F. Unfunded Mandates

    Under section 202 of the Unfunded Mandates Reform Act of 1995 
(``Unfunded Mandates Act''), signed into law on March 22, 1995, EPA 
must prepare a budgetary impact statement to accompany any proposed or 
final rule that includes a Federal mandate that may result in estimated 
annual costs to State, local, or tribal governments in the aggregate; 
or to private sector, of $100 million or more. Under section 205, EPA 
must select the most cost-effective and least burdensome alternative 
that achieves the objectives of the rule and is consistent with 
statutory requirements. Section 203 requires EPA to establish a plan 
for informing and advising any small governments that may be 
significantly or uniquely impacted by the rule.
    EPA has determined that the approval action promulgated does not 
include a Federal mandate that may result in estimated annual costs of 
$100 million or more to either State, local, or tribal governments in 
the aggregate, or to the private sector. This Federal action approves 
pre-existing requirements under State or local law, and imposes no new 
requirements. Accordingly, no additional costs to State, local, or 
tribal governments, or to the private sector, result from this action.

G. Submission to Congress and the Comptroller General

    The Congressional Review Act, 5 U.S.C. 801 et seq., as added by the 
Small Business Regulatory Enforcement Fairness Act of 1996, generally 
provides that before a rule may take effect, the agency promulgating 
the rule must submit a rule report, which includes a copy of the rule, 
to each House of the Congress and to the Comptroller General of the 
United States. EPA will submit a report containing this rule and other 
required information to the U.S. Senate, the U.S. House of 
Representatives, and the Comptroller General of the United States prior 
to publication of the rule in the Federal Register. This rule is not a 
``major'' rule as defined by 5 U.S.C. 804(2).

H. Petitions for Judicial Review

    Under section 307(b)(1) of the Clean Air Act, petitions for 
judicial review of this action must be filed in the United States Court 
of Appeals for the appropriate circuit by November 12, 1999. Filing a 
petition for reconsideration by the Administrator of this final rule 
does not affect the finality of this rule for the purposes of judicial 
review nor does it extend the time within which a petition for judicial 
review may be filed, and shall not postpone the effectiveness of such 
rule or action. This action may not be challenged later in proceedings 
to enforce its requirements. (See section 307(b)(2).)
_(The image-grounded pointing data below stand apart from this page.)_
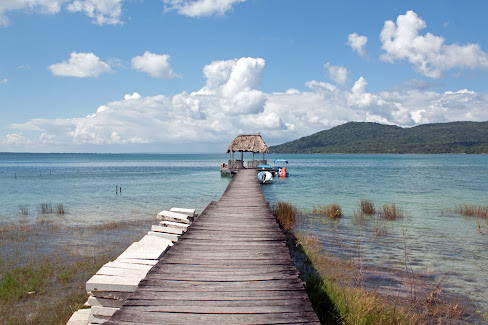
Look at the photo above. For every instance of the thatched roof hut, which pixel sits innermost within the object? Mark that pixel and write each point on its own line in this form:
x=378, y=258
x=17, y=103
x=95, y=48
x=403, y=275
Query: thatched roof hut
x=248, y=143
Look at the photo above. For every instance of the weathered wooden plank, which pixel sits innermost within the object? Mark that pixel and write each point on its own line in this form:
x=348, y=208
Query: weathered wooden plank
x=173, y=238
x=186, y=318
x=169, y=285
x=198, y=309
x=231, y=267
x=174, y=216
x=222, y=295
x=189, y=212
x=104, y=302
x=290, y=302
x=169, y=230
x=112, y=283
x=79, y=317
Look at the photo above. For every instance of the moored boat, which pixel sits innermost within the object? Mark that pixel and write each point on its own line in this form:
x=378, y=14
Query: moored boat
x=265, y=177
x=280, y=169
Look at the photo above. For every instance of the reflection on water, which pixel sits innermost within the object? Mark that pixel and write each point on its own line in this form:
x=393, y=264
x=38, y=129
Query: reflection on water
x=441, y=245
x=427, y=187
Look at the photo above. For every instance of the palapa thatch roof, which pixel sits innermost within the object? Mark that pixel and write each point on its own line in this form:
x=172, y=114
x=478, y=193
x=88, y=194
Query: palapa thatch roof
x=248, y=143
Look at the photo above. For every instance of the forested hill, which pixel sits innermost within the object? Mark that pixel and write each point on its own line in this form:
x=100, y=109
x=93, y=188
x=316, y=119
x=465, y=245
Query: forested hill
x=362, y=137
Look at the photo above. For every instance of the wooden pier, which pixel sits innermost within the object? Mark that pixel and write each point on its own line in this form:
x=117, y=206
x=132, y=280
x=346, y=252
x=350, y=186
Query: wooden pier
x=231, y=267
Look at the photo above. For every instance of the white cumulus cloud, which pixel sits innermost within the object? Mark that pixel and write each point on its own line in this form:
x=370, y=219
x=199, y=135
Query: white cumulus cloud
x=40, y=6
x=337, y=73
x=357, y=43
x=428, y=54
x=102, y=11
x=200, y=8
x=80, y=65
x=155, y=65
x=230, y=102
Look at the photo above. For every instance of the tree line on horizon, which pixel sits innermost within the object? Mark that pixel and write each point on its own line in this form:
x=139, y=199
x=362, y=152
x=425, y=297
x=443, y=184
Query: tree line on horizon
x=368, y=137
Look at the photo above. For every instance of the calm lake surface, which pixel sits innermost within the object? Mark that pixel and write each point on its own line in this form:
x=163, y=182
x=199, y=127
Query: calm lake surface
x=440, y=243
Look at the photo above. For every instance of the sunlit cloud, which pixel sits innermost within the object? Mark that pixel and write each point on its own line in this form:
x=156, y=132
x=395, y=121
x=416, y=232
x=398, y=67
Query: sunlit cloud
x=80, y=65
x=428, y=54
x=200, y=8
x=231, y=102
x=357, y=43
x=155, y=65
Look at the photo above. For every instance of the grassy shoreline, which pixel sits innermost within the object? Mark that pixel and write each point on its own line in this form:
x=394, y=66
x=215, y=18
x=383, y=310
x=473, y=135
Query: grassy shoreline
x=338, y=295
x=44, y=266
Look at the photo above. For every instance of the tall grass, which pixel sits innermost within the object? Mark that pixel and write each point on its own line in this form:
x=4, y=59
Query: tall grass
x=367, y=207
x=332, y=211
x=286, y=215
x=45, y=208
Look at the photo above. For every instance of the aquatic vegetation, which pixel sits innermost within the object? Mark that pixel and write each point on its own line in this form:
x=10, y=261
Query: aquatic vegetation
x=45, y=208
x=286, y=215
x=332, y=210
x=367, y=207
x=337, y=300
x=51, y=284
x=390, y=212
x=20, y=282
x=470, y=210
x=60, y=208
x=24, y=209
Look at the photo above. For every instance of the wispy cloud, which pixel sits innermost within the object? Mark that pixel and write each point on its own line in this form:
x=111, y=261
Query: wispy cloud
x=200, y=8
x=102, y=11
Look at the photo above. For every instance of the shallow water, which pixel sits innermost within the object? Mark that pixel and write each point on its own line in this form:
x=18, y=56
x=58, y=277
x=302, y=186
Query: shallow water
x=427, y=187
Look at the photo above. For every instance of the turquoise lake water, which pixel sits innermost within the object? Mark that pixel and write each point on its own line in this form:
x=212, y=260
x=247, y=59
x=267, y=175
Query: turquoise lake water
x=427, y=187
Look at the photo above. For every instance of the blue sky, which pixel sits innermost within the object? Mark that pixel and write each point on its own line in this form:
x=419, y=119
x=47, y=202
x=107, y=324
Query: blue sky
x=189, y=75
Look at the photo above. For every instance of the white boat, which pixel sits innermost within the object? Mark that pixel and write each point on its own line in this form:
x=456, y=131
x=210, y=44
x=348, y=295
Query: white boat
x=265, y=177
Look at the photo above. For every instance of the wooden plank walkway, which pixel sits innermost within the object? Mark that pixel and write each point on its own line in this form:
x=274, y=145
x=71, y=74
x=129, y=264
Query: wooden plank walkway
x=231, y=267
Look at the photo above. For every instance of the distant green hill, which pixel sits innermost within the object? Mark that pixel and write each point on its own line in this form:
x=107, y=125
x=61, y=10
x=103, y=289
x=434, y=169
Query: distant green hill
x=362, y=137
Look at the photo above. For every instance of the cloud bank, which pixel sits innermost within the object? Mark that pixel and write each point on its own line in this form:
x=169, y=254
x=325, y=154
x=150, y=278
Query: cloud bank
x=200, y=8
x=155, y=65
x=101, y=11
x=230, y=102
x=429, y=55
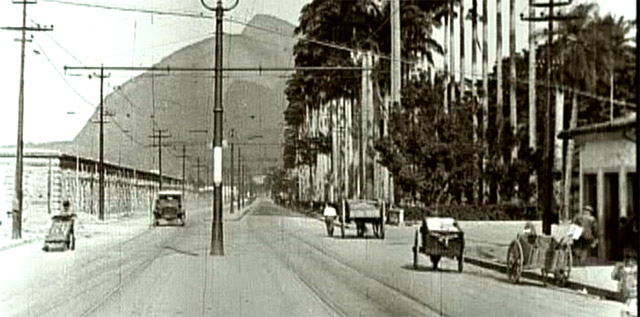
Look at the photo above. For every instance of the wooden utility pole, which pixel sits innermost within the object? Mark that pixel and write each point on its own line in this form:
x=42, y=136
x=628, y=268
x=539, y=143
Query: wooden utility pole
x=239, y=176
x=16, y=207
x=474, y=89
x=545, y=179
x=231, y=182
x=499, y=96
x=101, y=164
x=446, y=64
x=452, y=90
x=160, y=136
x=485, y=101
x=462, y=55
x=396, y=86
x=513, y=109
x=532, y=80
x=183, y=157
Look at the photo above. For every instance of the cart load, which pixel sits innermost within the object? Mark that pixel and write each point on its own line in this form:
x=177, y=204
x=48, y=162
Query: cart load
x=437, y=238
x=530, y=251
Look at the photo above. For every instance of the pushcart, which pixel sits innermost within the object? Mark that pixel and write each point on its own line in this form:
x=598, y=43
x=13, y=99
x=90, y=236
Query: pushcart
x=61, y=235
x=529, y=251
x=362, y=212
x=440, y=237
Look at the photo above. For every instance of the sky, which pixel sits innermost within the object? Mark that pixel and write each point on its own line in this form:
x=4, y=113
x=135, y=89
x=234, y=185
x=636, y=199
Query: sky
x=58, y=103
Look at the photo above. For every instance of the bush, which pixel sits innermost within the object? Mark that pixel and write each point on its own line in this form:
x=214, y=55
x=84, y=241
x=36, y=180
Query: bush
x=473, y=212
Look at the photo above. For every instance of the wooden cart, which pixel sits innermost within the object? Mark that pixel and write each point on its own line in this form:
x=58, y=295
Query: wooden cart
x=529, y=251
x=362, y=212
x=440, y=237
x=61, y=235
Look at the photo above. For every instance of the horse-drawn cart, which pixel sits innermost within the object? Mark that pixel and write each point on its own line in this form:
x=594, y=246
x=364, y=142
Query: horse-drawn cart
x=529, y=251
x=362, y=212
x=441, y=237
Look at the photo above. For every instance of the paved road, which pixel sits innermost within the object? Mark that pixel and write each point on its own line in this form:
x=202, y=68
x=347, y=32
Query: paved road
x=276, y=263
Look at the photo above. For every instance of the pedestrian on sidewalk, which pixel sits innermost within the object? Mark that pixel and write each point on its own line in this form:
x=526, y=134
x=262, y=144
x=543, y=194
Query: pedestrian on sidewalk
x=626, y=273
x=588, y=240
x=330, y=214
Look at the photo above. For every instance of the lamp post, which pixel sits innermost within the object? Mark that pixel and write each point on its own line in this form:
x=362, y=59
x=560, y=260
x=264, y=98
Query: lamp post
x=217, y=246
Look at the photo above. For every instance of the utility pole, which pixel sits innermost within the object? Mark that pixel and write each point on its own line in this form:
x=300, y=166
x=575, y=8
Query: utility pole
x=101, y=164
x=452, y=91
x=396, y=86
x=513, y=114
x=231, y=182
x=532, y=80
x=217, y=245
x=198, y=166
x=18, y=196
x=239, y=176
x=545, y=181
x=184, y=157
x=160, y=136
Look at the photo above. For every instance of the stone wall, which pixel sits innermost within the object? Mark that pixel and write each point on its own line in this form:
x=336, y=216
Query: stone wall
x=51, y=177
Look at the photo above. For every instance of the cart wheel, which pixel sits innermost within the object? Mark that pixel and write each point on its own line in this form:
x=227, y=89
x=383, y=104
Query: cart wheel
x=376, y=229
x=434, y=260
x=514, y=261
x=544, y=277
x=562, y=275
x=360, y=228
x=415, y=251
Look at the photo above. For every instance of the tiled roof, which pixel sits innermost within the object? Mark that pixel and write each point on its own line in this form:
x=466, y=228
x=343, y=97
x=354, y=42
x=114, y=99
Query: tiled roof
x=615, y=125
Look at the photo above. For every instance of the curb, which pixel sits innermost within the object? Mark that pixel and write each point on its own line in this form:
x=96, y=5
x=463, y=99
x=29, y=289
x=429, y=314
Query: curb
x=592, y=290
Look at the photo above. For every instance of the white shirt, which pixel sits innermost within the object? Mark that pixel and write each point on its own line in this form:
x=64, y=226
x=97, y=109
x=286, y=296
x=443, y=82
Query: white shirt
x=329, y=211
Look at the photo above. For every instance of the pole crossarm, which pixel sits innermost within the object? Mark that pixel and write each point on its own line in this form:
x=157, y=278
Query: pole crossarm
x=27, y=28
x=169, y=69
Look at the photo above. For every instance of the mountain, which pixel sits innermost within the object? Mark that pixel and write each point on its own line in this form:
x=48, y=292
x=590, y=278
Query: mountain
x=182, y=101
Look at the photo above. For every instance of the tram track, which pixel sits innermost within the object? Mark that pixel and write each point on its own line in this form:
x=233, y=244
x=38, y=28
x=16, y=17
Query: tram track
x=330, y=277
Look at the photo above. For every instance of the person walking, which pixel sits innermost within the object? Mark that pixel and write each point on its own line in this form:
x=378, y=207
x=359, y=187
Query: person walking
x=588, y=240
x=330, y=214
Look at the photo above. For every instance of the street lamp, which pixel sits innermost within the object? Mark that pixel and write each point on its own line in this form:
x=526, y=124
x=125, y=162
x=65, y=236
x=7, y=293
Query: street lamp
x=216, y=226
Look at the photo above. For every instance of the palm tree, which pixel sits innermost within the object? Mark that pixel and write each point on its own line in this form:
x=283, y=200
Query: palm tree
x=575, y=45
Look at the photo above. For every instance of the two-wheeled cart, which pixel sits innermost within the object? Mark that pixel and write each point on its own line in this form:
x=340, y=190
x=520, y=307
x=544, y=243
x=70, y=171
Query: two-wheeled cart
x=61, y=235
x=437, y=238
x=529, y=251
x=362, y=212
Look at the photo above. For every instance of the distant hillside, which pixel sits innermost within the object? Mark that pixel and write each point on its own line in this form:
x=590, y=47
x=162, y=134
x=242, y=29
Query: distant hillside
x=253, y=104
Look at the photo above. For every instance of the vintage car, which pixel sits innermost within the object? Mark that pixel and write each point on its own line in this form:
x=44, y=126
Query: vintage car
x=169, y=208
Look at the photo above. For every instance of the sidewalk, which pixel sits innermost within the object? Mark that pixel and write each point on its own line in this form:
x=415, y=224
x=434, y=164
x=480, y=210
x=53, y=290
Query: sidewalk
x=35, y=228
x=487, y=245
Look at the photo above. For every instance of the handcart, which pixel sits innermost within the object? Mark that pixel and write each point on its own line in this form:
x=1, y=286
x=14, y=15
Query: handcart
x=61, y=235
x=440, y=237
x=529, y=251
x=362, y=212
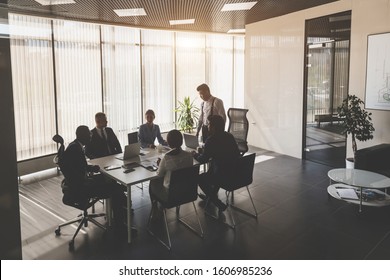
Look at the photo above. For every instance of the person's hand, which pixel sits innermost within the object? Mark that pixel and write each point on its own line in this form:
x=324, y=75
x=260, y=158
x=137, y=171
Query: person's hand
x=95, y=168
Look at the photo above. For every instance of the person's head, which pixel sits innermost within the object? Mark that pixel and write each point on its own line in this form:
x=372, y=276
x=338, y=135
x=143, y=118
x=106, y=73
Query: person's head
x=100, y=120
x=216, y=124
x=175, y=138
x=83, y=134
x=149, y=116
x=204, y=92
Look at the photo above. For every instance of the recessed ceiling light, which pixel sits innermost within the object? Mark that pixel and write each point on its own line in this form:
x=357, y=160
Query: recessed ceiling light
x=238, y=6
x=54, y=2
x=237, y=30
x=182, y=21
x=130, y=12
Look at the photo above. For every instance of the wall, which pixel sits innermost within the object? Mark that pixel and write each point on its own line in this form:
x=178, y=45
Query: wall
x=10, y=243
x=274, y=51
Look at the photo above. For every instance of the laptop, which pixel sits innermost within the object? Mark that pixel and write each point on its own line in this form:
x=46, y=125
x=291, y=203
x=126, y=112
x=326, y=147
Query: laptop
x=131, y=151
x=191, y=141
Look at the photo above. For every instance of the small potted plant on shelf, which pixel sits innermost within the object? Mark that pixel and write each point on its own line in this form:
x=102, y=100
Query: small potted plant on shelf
x=188, y=115
x=356, y=120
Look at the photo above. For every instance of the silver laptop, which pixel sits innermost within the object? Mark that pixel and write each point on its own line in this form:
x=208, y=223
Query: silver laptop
x=131, y=151
x=191, y=141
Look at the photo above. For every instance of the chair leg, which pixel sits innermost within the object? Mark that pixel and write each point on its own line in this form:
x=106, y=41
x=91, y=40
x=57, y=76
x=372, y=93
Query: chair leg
x=181, y=220
x=254, y=215
x=168, y=246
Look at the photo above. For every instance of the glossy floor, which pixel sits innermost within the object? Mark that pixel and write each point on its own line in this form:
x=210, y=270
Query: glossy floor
x=297, y=220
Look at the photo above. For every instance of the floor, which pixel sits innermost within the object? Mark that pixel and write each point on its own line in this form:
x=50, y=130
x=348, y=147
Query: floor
x=296, y=220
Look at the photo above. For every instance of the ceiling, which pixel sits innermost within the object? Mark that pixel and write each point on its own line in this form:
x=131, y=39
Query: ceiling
x=207, y=13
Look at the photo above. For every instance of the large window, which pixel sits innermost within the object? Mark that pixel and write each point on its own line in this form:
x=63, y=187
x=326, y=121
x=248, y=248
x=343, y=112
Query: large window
x=66, y=71
x=122, y=79
x=33, y=85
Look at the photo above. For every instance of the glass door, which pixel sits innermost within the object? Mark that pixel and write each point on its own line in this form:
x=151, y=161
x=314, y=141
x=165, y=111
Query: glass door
x=326, y=85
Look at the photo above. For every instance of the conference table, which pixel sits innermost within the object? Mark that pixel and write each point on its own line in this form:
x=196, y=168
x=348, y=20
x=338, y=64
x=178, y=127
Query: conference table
x=138, y=174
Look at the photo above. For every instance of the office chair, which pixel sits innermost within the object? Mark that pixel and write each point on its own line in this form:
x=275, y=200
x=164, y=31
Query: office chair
x=242, y=177
x=132, y=137
x=182, y=189
x=76, y=202
x=238, y=127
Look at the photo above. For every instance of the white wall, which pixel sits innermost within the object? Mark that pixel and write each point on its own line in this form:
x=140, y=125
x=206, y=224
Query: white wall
x=274, y=51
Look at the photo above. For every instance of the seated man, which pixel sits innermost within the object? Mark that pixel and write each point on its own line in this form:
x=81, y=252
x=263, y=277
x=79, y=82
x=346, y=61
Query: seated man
x=149, y=131
x=176, y=158
x=223, y=151
x=104, y=141
x=76, y=172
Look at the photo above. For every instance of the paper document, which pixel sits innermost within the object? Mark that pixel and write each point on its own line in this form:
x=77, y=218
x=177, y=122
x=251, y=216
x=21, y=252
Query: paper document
x=347, y=193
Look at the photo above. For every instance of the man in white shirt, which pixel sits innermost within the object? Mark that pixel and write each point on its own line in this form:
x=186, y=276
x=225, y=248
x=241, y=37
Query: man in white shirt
x=104, y=141
x=211, y=105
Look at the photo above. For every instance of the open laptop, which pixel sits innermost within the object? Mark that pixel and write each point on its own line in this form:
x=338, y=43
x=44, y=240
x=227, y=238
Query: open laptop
x=191, y=141
x=131, y=151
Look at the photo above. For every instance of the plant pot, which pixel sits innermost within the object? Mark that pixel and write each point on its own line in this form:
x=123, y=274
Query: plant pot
x=349, y=163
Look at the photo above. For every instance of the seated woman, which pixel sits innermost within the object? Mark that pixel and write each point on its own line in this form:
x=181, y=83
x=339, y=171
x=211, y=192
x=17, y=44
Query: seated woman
x=148, y=132
x=176, y=158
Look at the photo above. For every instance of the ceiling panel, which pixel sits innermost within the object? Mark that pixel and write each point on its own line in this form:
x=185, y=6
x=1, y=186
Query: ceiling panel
x=207, y=13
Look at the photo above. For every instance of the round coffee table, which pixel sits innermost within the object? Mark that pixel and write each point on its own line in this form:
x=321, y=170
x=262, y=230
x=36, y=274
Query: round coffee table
x=369, y=187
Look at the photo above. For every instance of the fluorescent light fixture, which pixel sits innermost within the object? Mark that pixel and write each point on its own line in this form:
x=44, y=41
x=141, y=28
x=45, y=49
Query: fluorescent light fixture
x=182, y=21
x=54, y=2
x=238, y=6
x=237, y=30
x=130, y=12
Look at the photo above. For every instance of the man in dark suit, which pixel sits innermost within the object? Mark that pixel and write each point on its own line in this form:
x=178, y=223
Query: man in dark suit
x=104, y=141
x=81, y=184
x=223, y=151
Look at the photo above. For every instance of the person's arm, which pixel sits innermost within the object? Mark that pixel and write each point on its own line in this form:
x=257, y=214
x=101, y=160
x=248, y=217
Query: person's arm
x=206, y=154
x=142, y=137
x=162, y=169
x=115, y=141
x=200, y=120
x=220, y=108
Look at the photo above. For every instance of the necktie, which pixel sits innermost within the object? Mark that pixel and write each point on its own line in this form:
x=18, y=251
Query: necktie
x=105, y=139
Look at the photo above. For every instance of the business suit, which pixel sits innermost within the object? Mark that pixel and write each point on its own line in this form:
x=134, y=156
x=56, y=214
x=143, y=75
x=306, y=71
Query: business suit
x=82, y=186
x=100, y=147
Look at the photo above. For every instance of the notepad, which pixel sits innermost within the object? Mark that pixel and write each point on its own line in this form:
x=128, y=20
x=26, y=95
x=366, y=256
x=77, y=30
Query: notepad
x=347, y=193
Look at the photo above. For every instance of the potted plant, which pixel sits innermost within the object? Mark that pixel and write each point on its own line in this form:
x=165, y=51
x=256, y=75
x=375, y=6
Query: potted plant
x=188, y=115
x=356, y=120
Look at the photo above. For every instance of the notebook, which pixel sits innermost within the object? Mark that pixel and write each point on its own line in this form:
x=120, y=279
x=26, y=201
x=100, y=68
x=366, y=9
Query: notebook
x=131, y=151
x=191, y=141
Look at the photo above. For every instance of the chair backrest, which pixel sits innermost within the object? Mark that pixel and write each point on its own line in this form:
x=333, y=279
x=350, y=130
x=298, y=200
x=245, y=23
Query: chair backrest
x=132, y=137
x=68, y=199
x=238, y=127
x=243, y=174
x=183, y=187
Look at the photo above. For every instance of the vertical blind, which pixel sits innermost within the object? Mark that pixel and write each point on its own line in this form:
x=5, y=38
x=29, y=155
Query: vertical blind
x=64, y=72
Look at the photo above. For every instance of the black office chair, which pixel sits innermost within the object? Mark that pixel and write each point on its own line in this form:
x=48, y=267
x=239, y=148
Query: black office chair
x=182, y=189
x=76, y=202
x=241, y=177
x=132, y=137
x=238, y=127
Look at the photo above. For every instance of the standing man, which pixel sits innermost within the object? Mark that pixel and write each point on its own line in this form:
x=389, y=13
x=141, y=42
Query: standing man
x=104, y=141
x=211, y=105
x=222, y=149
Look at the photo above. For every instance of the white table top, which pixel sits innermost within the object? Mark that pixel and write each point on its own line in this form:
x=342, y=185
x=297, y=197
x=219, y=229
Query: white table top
x=359, y=178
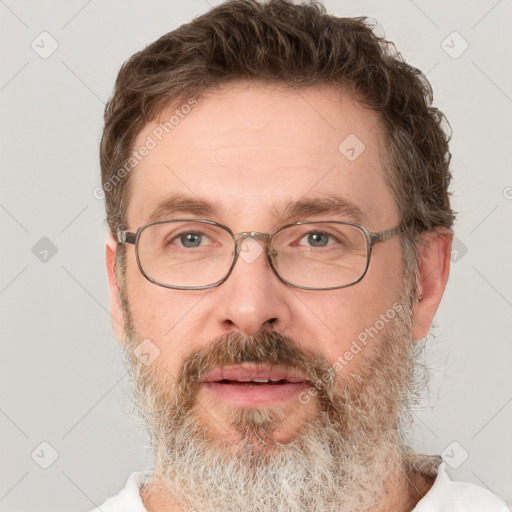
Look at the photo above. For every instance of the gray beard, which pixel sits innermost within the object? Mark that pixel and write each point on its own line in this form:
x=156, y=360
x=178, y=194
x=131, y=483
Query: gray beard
x=339, y=459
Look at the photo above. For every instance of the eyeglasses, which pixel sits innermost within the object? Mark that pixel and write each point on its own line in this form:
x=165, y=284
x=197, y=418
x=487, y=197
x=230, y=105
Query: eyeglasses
x=193, y=254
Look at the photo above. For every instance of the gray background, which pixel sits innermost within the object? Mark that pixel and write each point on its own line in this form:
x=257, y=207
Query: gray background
x=61, y=378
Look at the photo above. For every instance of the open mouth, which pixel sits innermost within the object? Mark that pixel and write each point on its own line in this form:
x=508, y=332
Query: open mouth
x=249, y=385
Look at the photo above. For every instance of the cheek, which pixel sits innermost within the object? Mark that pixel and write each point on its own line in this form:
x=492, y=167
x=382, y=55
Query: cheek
x=162, y=316
x=354, y=314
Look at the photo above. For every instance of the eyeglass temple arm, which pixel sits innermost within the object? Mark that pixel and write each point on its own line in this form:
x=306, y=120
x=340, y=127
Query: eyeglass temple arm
x=382, y=236
x=125, y=237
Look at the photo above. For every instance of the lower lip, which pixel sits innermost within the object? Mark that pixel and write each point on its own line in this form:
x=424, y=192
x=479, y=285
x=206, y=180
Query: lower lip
x=257, y=394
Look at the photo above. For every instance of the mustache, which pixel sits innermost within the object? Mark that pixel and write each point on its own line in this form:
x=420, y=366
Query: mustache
x=269, y=348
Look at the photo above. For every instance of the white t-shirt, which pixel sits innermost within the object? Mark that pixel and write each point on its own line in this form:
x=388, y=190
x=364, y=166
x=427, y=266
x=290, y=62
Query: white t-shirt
x=444, y=496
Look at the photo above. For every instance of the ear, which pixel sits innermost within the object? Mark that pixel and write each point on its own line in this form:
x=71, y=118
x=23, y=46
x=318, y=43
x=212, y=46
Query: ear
x=116, y=310
x=433, y=272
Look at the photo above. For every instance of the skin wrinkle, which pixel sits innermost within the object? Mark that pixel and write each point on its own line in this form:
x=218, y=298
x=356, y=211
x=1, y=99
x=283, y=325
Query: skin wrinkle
x=345, y=449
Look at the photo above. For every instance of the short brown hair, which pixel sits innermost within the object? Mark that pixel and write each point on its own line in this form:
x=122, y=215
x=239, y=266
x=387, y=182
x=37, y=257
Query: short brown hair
x=296, y=46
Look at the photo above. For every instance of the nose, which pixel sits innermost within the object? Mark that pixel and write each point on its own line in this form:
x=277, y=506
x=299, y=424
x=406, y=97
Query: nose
x=252, y=299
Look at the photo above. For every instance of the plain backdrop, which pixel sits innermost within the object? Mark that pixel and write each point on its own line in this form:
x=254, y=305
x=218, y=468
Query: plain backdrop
x=62, y=382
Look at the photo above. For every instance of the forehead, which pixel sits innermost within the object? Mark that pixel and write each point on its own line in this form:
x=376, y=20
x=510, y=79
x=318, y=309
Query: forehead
x=251, y=151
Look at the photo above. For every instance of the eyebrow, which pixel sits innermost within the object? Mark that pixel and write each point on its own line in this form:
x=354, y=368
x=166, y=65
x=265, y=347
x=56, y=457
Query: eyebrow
x=179, y=204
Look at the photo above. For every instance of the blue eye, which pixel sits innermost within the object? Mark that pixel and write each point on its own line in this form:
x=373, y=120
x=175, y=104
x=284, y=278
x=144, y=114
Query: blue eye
x=318, y=239
x=190, y=240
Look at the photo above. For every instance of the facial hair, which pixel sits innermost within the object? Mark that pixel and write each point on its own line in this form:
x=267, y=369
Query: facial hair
x=339, y=458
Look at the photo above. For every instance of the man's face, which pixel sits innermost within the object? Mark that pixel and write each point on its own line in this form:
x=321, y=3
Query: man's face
x=253, y=151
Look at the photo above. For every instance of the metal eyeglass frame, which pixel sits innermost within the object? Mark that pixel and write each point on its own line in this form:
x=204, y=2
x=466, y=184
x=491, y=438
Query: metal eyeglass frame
x=372, y=238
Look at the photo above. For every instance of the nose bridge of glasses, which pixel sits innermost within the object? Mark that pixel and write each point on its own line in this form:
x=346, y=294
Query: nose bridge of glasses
x=256, y=235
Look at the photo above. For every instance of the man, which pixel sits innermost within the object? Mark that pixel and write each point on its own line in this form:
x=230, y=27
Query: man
x=276, y=185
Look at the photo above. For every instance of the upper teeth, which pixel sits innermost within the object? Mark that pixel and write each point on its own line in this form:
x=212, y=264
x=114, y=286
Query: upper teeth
x=259, y=380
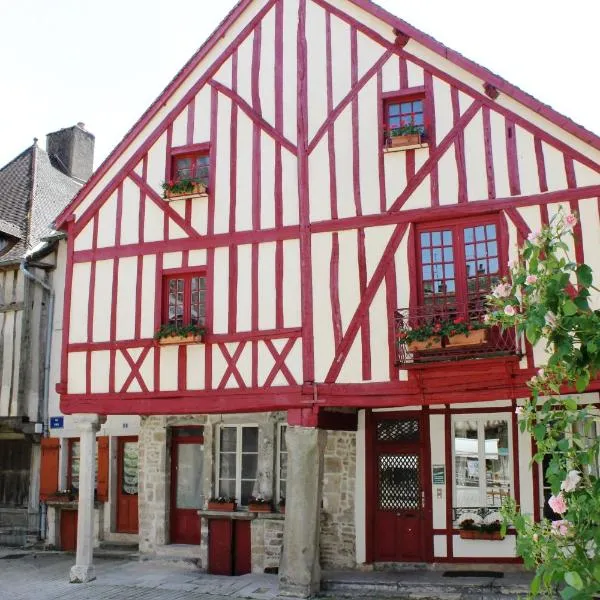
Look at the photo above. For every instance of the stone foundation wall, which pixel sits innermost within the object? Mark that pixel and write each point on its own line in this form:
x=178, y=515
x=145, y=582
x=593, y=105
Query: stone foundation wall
x=338, y=534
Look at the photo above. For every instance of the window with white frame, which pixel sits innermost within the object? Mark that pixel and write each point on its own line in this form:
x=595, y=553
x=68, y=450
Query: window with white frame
x=238, y=462
x=482, y=461
x=281, y=463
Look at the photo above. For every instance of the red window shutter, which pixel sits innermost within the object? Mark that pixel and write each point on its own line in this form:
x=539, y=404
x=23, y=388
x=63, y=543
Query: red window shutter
x=103, y=462
x=49, y=467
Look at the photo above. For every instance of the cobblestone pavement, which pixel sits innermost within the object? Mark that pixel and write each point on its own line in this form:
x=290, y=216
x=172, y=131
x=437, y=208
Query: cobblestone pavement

    Note: Incorporation by reference of the State Implementation 
Plan for the State of California was approved by the Director of the 
Federal Register on July 1, 1982.

List of Subjects in 40 CFR Part 52

    Environmental protection, Air pollution control, Incorporation by 
reference, Intergovernmental relations, Reporting and recordkeeping 
requirements, Particulate matter.

    Dated: August 26, 1999.
David P. Howekamp,
Acting Regional Administrator, Region IX.

    Part 52, Chapter I, Title 40 of the Code of Federal Regulations is 
amended as follows:

PART 52--[AMENDED]

    1. The authority citation for Part 52 continues to read as follows:

    Authority: 42 U.S.C. 7401 et seq.

Subpart F--California

    2. Section 52.220 is amended by removing paragraph (c)(39)(ii)(D) 
and by adding paragraphs (b)(3)(ii) and (b)(4) to read as follows:


Sec. 52.220  Identification of plan.

* * * * *
    (b) * * *
    (3) * * *
    (ii) Previously approved on May 31, 1972 and now deleted without 
replacement Rule 4.13.
    (4) San Bernardino County APCD.
    (i) Previously approved on May 31, 1972 and now deleted without 
replacement Regulation VI, Rules 100 to 104, 109, 110, 120, and 130 to 
137.
* * * * *
    3. Section 52.228 is amended by removing paragraph (b)(1)(iv).